26 August 2004 | Sally Mesner
Purchasers are being given conflicting advice about how to handle escalating oil prices.
Energy management consultant John Hall Associates (JHA) has predicted prices will continue to increase over the next three years and is advising purchasers to act now to reduce future risk.
The company says fuel buyers should extend their existing fixed-price contracts for the next 12-18 months.
"High oil prices are here to stay," said Stephen Barraclough, director of research at JHA. "We are advising fuel buyers to tie up contracts now.
"It is unlikely there will be a better deal soon."

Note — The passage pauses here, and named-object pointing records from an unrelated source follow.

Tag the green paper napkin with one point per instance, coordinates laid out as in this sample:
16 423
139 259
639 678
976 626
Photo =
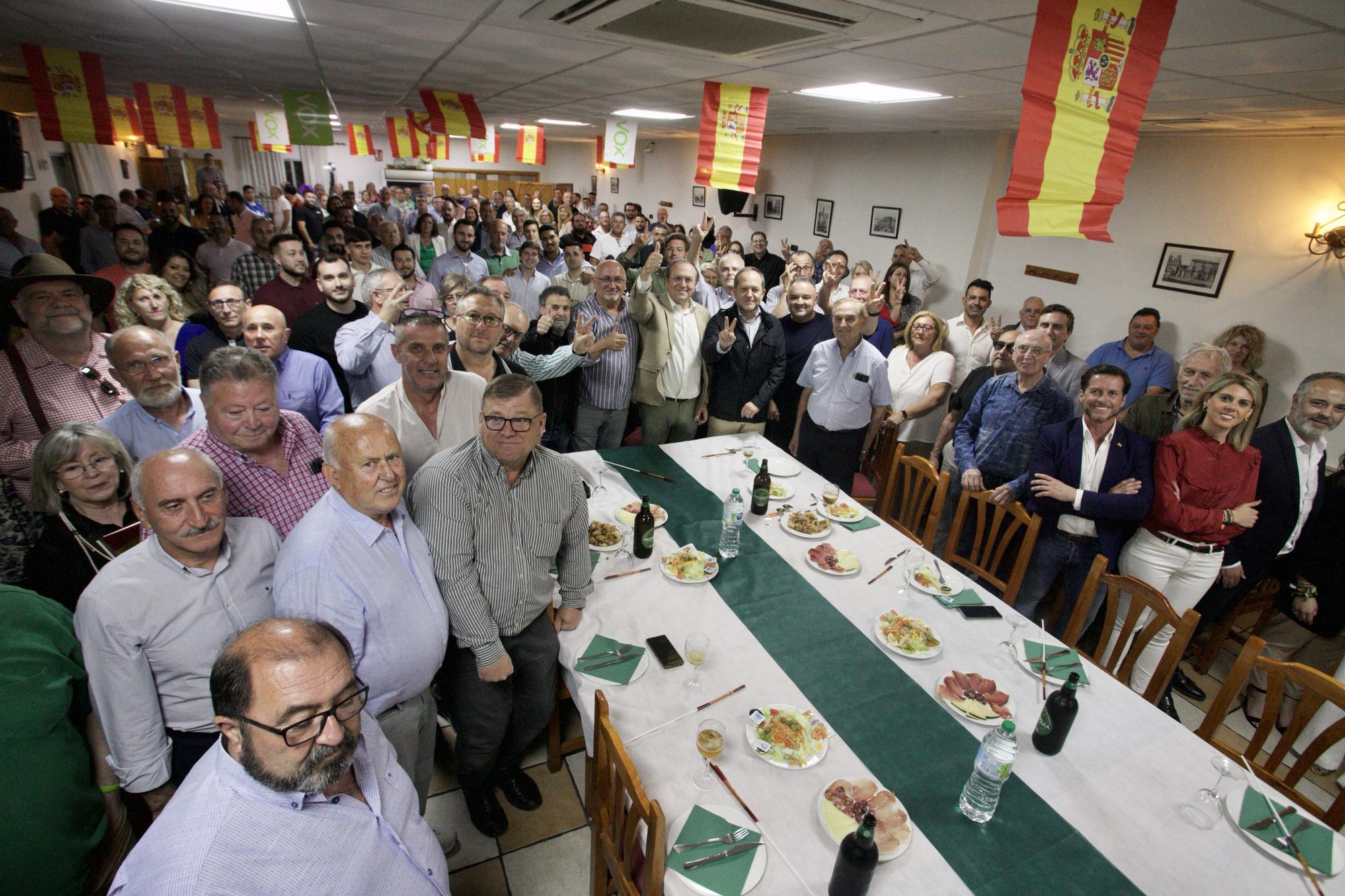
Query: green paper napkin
1316 842
1034 649
618 674
726 876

The consultancy's prediction came as oil prices hit $46 a barrel last week. "A lot of purchasers believed prices would go down six months ago and didn't put any measures in place. They may be regretting that now," added Barraclough.
His view contrasts with the prediction by Opec, the organisation of the world's main oil producers, that prices would fall to around $30 a barrel by the end of the year.
Martin Rawlings, deputy chairman of the CIPS energy committee, also disagreed with Barraclough's prediction of high prices. He said prices would drop in the next six months and purchasers should sign up only to three-month contracts.
"I wouldn't fix my prices for a long-term contract in energy at this time," he said. Rawlings added that hard negotiation was the only option for purchasers.
"Negotiations on deals now are the most strategic that any buyer will ever do. My advice is: don't commit yourself too soon."
Purchasers indirectly affected by oil prices will have to shoulder increased costs, such as fuel surcharges on airline tickets, according to the Institute of Travel Management (ITM).
"The key thing to bear in mind is that the situation is temporary," said Tom Stone, ITM chairman. He added that travel managers should ensure surcharges are not permanently embedded in prices.